Germany’s Catholic bishops have launched a programme to promote women in the Church, after a new upsurge of departures in the wake of recent scandals, writes Jonathan Luxmoore.
“The German dioceses want to prepare young female talent for management positions, so the number of women in church leadership positions can increase,” the Bishops’ Conference said in a statement. “This programme will encourage and empower women to take senior jobs in church institutions, when empirical studies have shown that line structures where women and men are represented are more focused, creative and transparent.”
The statement, issued as the Synod of Bishops assembled in Rome, said the mentoring programme, involving the twinning of “experienced line persons” and “junior employees”, would be run by the Bonn-based Catholic Hildegardis Association, which has promoted women’s advancement in Germany since 1907.
It added that Germany’s Aachen, Bamberg, Cologne, Essen, Hamburg, Hildesheim, Limburg, Munich-Freising, Munster and Trier dioceses had already begun pilot projects, which would be followed in 2016 by programmes in all 27 dioceses.
“The Church is committed to increasing the proportion of women in significant leading positions – and it will evaluate the concrete measures carried out in 2018,” the statement said. “Specific regional conditions will be taken into account, and synergies created with other measures already being implemented.”
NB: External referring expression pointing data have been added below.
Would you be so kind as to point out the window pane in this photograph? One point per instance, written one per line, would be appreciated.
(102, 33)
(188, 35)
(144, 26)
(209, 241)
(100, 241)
Catholics make up 29.9 per cent of Germany’s population of 82 million, according to 2014 church figures, compared to 29 per cent belonging to the Protestant Evangelical Church. However, the number of Catholics removing their names from parish and diocesan registers, which slowed during the pontificate of Pope Benedict XVI, has increased sharply over the past two years in the wake of sexual abuse accusations and an extravagance scandal involving former Limburg bishop Franz-Peter Tebartz-van Elst.